Would you want to work with the same talent in the near future?
Yes, if the opportunity arises!
What were the main challenges you’ve faced throughout the whole project?
The main challenge as the director is to convey something that’s very real. So I think it’s normal for directors to make sure that the emotions and the authenticity of the spot falls through. So it’s always something at the back of my mind when I film, the filming process, the editing, to make sure that all this hard work we put in translates to the screen.
What are your favorite memory/memories while directing the ad?
To me, what I think is a beautiful thing about this whole process of working for this spot was that the creators were very collaborative, and we feel that it was fun working together. I don’t feel like they tend to impose ideas, so it’s always a composition in terms of the creativity of things, but I feel like there’s always room for us to ensure each of our ideas and thoughts are always free to be shared around, so I really love the collaborative process with the advertising agency.
What more projects do you hope to do in the near future?
I’d like to try and do something interesting! Something fun, something funky maybe? Because I think I’ve been pigeonholed in the cutting onions ads, like I love doing it as it’s something a lot of people resonate with, especially for Singaporeans. But I’ve done a lot of it! And I think as a Director, you always want to challenge yourself with something different, so maybe something funky like a music video, doing camera work, that’s out of my comfort zone, so it will always push you as a director in terms of creativity and how you do things differently.
What is one piece of advice you would give to aspiring/future directors?
Just know that at the end of the day, it’s not a one-man show, as I feel that it’s a team effort, so everyone has to come in to contribute. Because every director is different, I feel that as a director, you don’t have to know everything, like what camera or lens is the best. But by tapping into other people’s strengths, and making it into a team effort, makes the whole process much more enjoyable. Because I feel like some directors have so much pressure on themselves, like “how to do this, and how to do that, I need to know how to edit” and all that.

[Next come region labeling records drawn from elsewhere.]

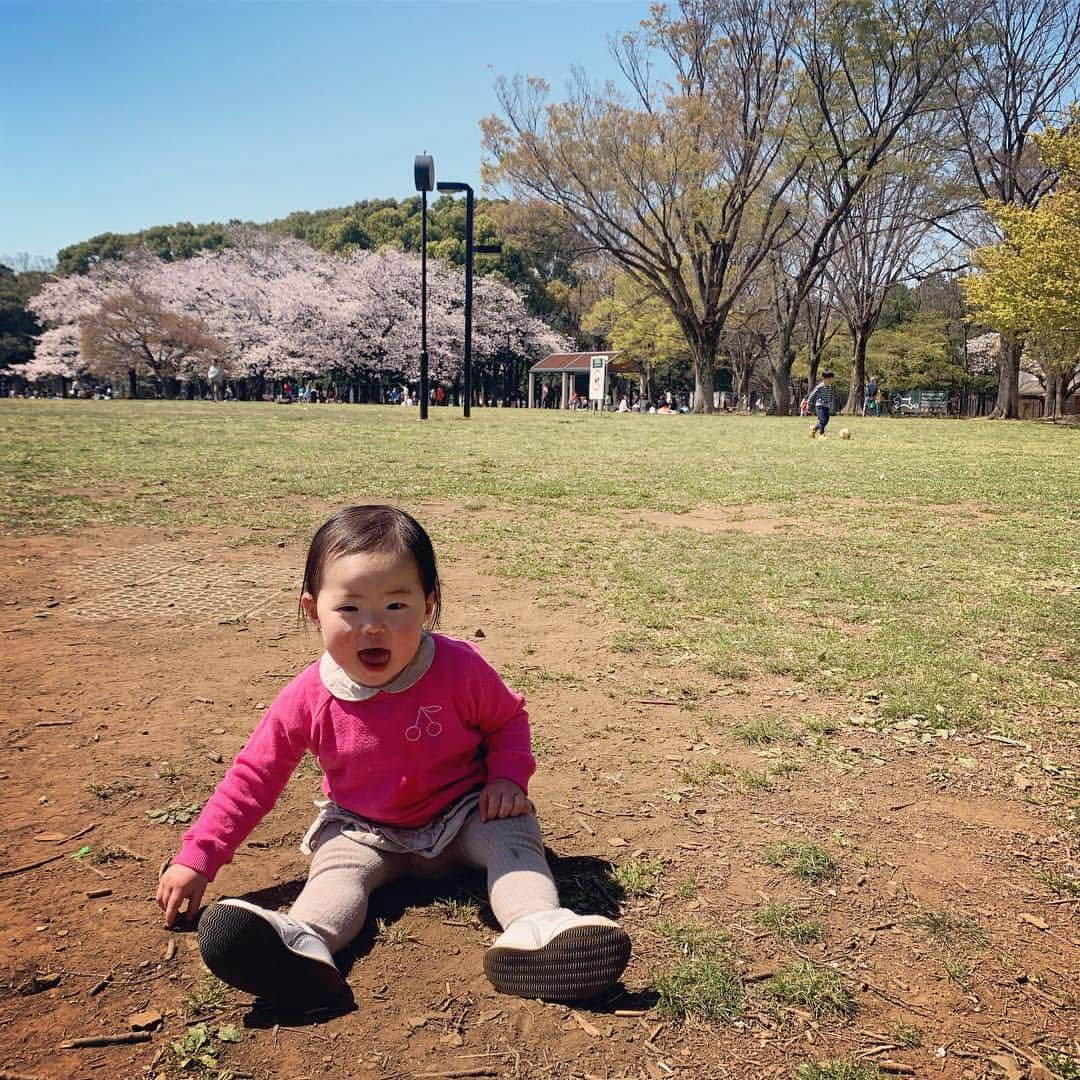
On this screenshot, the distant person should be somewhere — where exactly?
[807,372,834,438]
[157,505,631,1010]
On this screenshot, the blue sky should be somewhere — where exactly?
[0,0,648,256]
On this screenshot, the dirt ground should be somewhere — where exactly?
[0,507,1080,1080]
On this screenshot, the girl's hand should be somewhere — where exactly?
[480,780,537,821]
[158,863,210,929]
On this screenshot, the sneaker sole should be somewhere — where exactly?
[484,926,630,1001]
[199,904,349,1010]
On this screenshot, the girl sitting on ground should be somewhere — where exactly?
[157,505,631,1010]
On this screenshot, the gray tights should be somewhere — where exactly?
[288,811,558,953]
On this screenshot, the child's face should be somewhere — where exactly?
[301,551,433,686]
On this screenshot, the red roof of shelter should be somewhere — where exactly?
[529,351,640,373]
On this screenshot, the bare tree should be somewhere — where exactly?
[482,0,804,411]
[772,0,974,413]
[949,0,1080,419]
[824,126,956,415]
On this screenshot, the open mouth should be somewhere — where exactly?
[359,649,390,670]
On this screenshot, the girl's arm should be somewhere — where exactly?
[174,680,311,881]
[470,650,537,794]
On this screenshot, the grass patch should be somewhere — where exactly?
[375,919,416,946]
[652,919,746,1021]
[731,716,795,746]
[657,919,731,957]
[738,769,772,792]
[652,956,746,1021]
[431,896,480,927]
[765,840,840,885]
[892,1021,922,1050]
[0,399,1080,728]
[180,975,229,1016]
[86,780,138,801]
[802,716,840,738]
[908,908,986,948]
[146,802,202,825]
[610,855,664,896]
[1042,1045,1080,1080]
[1039,870,1080,899]
[765,960,855,1020]
[754,903,822,945]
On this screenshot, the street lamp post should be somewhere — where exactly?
[413,153,435,420]
[437,180,502,417]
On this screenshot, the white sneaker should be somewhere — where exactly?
[484,907,630,1001]
[199,900,349,1009]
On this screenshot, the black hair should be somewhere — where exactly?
[300,505,443,629]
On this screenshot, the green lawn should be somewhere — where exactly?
[0,401,1080,738]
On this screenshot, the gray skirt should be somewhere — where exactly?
[300,792,480,859]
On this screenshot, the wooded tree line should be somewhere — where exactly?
[2,0,1080,416]
[483,0,1080,416]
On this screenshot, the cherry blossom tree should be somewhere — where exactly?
[25,227,568,400]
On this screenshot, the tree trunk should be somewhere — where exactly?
[1047,372,1069,422]
[842,326,869,416]
[769,332,795,416]
[990,334,1024,420]
[690,343,716,413]
[735,364,754,413]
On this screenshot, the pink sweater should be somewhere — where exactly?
[175,634,536,880]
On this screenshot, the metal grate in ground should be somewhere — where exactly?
[72,544,295,622]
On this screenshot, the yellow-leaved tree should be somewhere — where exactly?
[963,105,1080,417]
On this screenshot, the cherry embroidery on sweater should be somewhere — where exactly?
[405,705,443,742]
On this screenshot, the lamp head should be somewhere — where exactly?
[413,153,435,191]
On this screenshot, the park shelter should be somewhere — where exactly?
[527,352,642,408]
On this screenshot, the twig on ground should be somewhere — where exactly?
[60,1031,152,1050]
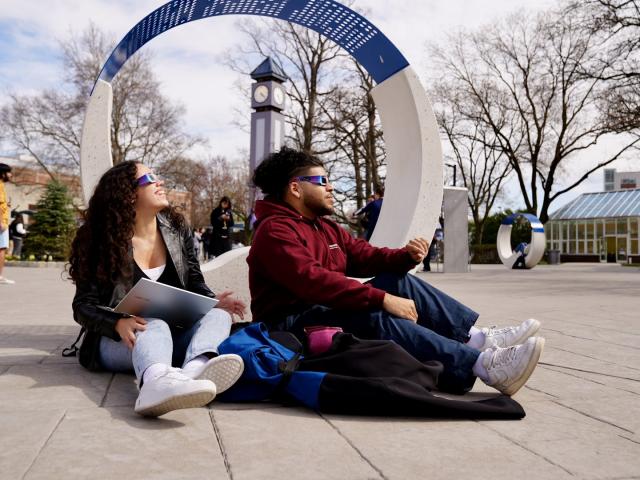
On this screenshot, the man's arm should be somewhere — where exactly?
[340,228,419,277]
[251,222,385,310]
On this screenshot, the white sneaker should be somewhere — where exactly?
[192,353,244,393]
[480,318,540,352]
[482,337,544,395]
[134,369,216,417]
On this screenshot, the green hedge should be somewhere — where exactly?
[469,243,500,263]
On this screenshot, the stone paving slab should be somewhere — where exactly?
[24,407,227,480]
[329,417,571,480]
[211,406,381,480]
[0,264,640,480]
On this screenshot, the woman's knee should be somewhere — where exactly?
[200,308,233,328]
[136,318,171,336]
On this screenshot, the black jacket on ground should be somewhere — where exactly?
[72,215,215,370]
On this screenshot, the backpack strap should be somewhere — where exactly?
[62,327,87,357]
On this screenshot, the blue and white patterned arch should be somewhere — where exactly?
[496,213,547,269]
[80,0,443,255]
[99,0,409,87]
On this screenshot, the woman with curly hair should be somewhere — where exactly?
[69,161,245,417]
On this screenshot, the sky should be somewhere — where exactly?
[0,0,640,209]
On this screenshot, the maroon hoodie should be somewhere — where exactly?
[247,200,416,323]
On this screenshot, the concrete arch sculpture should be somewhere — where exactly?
[80,0,443,318]
[496,213,547,269]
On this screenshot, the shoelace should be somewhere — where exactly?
[486,325,518,337]
[488,347,518,368]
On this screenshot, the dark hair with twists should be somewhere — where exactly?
[253,147,324,200]
[69,161,185,286]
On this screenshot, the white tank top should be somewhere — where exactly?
[141,263,167,282]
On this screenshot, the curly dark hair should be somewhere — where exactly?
[69,161,185,286]
[253,147,324,200]
[218,195,233,208]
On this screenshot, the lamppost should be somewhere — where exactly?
[445,163,458,187]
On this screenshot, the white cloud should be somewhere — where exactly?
[0,0,637,212]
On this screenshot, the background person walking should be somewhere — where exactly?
[0,163,16,285]
[210,196,233,257]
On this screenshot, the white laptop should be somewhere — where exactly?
[113,278,218,328]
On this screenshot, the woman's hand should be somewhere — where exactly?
[216,291,247,320]
[116,317,147,350]
[382,293,418,323]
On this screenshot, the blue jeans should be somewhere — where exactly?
[100,308,231,380]
[273,273,480,393]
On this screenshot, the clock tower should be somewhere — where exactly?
[249,57,288,188]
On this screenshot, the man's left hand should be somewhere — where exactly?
[216,291,247,320]
[405,237,429,263]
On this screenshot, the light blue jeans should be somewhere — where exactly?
[100,308,231,381]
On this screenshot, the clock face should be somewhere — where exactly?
[273,87,284,105]
[253,85,269,103]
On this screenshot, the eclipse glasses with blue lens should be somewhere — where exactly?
[136,173,160,187]
[291,175,329,187]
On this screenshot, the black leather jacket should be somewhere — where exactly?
[72,215,215,370]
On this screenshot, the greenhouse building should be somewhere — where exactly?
[545,188,640,263]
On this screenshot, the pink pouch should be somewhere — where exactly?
[304,325,342,355]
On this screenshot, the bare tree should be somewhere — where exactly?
[158,156,249,243]
[566,0,640,135]
[227,17,385,223]
[0,25,200,177]
[322,61,386,227]
[433,11,640,222]
[430,83,514,244]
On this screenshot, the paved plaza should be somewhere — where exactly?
[0,264,640,480]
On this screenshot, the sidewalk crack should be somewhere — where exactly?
[20,410,67,478]
[318,412,389,480]
[100,373,116,408]
[545,327,640,350]
[209,410,233,480]
[547,346,640,371]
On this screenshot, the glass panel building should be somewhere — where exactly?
[544,188,640,263]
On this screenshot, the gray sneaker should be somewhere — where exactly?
[482,337,544,395]
[480,318,540,352]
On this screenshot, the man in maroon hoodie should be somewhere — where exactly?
[247,148,544,395]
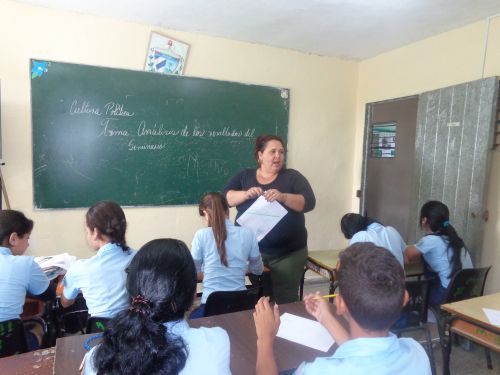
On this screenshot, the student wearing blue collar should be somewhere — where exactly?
[254,242,431,375]
[340,213,406,266]
[0,210,55,356]
[83,239,231,375]
[61,201,135,331]
[405,201,472,305]
[190,192,264,319]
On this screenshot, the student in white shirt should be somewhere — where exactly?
[405,201,472,305]
[340,213,406,266]
[83,239,231,375]
[0,210,55,357]
[254,242,431,375]
[61,201,135,332]
[190,192,264,319]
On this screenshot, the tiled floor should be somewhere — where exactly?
[304,272,500,375]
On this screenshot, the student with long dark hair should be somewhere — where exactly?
[83,239,230,375]
[190,192,264,319]
[340,213,406,266]
[61,201,135,331]
[405,201,472,305]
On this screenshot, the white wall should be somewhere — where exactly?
[0,0,357,257]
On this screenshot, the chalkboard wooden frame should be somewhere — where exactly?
[30,59,289,209]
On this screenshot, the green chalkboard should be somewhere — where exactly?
[30,60,289,209]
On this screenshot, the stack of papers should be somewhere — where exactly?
[35,253,76,280]
[276,313,335,352]
[236,195,288,241]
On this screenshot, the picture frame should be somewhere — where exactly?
[144,32,189,75]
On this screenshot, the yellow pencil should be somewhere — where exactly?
[321,294,337,298]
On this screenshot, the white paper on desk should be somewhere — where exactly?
[35,253,76,270]
[483,307,500,326]
[276,313,335,352]
[236,196,287,241]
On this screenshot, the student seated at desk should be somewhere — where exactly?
[61,201,135,332]
[254,242,431,375]
[190,192,264,319]
[340,213,406,266]
[405,201,472,305]
[83,239,230,375]
[0,210,55,357]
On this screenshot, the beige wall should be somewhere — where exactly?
[0,0,357,257]
[353,18,500,292]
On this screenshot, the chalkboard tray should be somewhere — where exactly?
[30,60,289,209]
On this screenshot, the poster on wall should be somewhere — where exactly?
[144,32,189,75]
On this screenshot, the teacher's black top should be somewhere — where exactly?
[223,169,316,256]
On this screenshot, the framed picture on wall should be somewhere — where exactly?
[144,32,189,75]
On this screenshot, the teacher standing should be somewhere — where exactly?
[224,135,316,304]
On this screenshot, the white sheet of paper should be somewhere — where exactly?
[483,307,500,326]
[35,253,76,270]
[277,313,335,352]
[236,196,287,241]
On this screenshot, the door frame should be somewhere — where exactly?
[358,94,420,215]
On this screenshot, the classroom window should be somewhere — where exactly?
[370,122,396,158]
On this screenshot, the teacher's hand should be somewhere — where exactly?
[246,187,264,199]
[264,189,286,203]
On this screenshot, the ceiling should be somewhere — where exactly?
[13,0,500,60]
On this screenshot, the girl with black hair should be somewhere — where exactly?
[405,201,472,305]
[61,201,135,330]
[190,192,264,319]
[83,239,230,375]
[340,213,406,266]
[0,210,55,357]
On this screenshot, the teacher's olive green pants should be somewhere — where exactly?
[262,248,307,304]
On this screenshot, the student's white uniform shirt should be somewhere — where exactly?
[191,220,264,303]
[0,247,49,322]
[349,223,406,266]
[415,234,472,288]
[294,333,431,375]
[63,243,135,318]
[83,320,231,375]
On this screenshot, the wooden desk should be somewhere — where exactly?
[300,249,424,302]
[0,348,56,375]
[4,302,337,375]
[299,249,342,302]
[441,293,500,352]
[441,293,500,374]
[189,302,337,375]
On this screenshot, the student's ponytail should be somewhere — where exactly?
[93,239,196,375]
[198,192,229,267]
[94,305,187,375]
[420,201,465,277]
[85,201,129,251]
[340,213,375,240]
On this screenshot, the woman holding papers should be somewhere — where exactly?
[224,135,316,303]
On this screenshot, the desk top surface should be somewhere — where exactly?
[5,302,336,375]
[308,249,424,277]
[308,249,342,269]
[441,293,500,331]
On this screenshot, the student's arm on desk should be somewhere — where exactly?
[28,283,56,301]
[304,292,351,346]
[56,279,75,307]
[403,245,422,264]
[253,297,280,375]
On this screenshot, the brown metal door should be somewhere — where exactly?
[361,96,418,239]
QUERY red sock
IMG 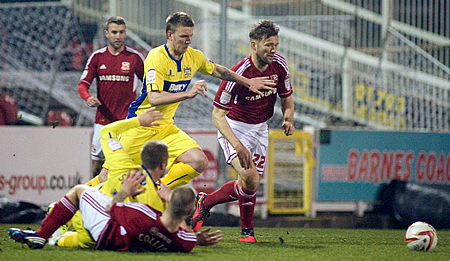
[238,187,256,229]
[36,196,78,239]
[203,180,238,211]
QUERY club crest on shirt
[220,91,231,104]
[284,76,291,91]
[81,70,88,79]
[108,139,122,152]
[270,74,278,84]
[120,62,130,72]
[183,67,191,78]
[147,69,156,83]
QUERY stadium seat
[0,94,19,125]
[47,109,73,127]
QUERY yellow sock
[58,232,80,247]
[161,162,200,189]
[86,176,100,187]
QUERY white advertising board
[0,126,92,205]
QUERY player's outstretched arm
[281,96,295,136]
[211,64,276,95]
[197,227,223,246]
[156,181,172,202]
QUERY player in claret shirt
[78,16,144,176]
[8,171,223,253]
[192,20,295,242]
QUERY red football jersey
[80,46,144,125]
[95,202,197,253]
[214,54,292,124]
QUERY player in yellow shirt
[57,108,171,248]
[107,12,275,188]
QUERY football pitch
[0,224,450,261]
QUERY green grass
[0,224,450,261]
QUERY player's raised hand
[236,146,253,169]
[121,169,146,197]
[197,227,223,246]
[188,80,208,98]
[137,107,163,127]
[282,121,295,136]
[248,76,276,95]
[86,96,102,107]
[156,181,172,202]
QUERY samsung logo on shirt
[245,89,277,101]
[99,75,130,82]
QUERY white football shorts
[79,188,111,242]
[217,117,269,175]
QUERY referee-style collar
[164,44,184,72]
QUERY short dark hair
[106,16,127,30]
[141,140,169,170]
[166,12,195,33]
[248,20,280,41]
[167,185,195,218]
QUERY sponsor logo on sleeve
[108,139,122,152]
[147,69,156,83]
[81,70,88,79]
[220,91,231,104]
[284,77,291,91]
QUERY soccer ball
[405,221,437,251]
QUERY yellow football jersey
[100,118,166,212]
[128,44,214,130]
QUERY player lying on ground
[8,171,223,253]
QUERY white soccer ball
[405,221,437,251]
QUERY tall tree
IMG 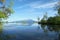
[0,0,13,19]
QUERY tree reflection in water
[41,24,60,40]
[47,25,60,40]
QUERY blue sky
[7,0,58,21]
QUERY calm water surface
[2,25,59,40]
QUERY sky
[7,0,58,21]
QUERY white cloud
[30,2,57,8]
[15,0,25,2]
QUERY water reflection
[0,24,60,40]
[47,25,60,40]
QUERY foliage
[0,0,13,19]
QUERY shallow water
[0,25,59,40]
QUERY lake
[0,24,60,40]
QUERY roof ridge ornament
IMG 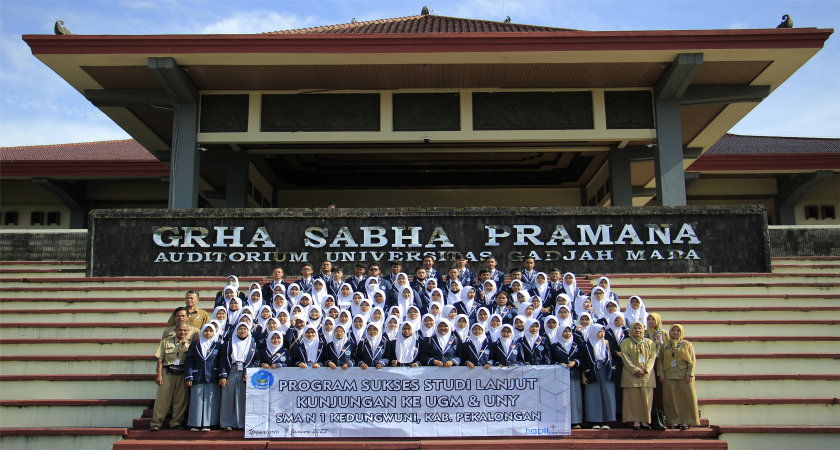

If you surround yourself with people who are talented, make them feel like they’re working towards the same goal. Once they feel like they have ownership of that particular job, and they feel like they’re a part of it, they will give you their all, instead of just being operators and telling them “just do a good job”. Make them feel like they’re part of the project and make them feel like their work is valued, and that makes the whole filming process much more enjoyable. Because everyone out there puts their money on the table, might as well make it a more fun experience, instead of making it an experience that they dread.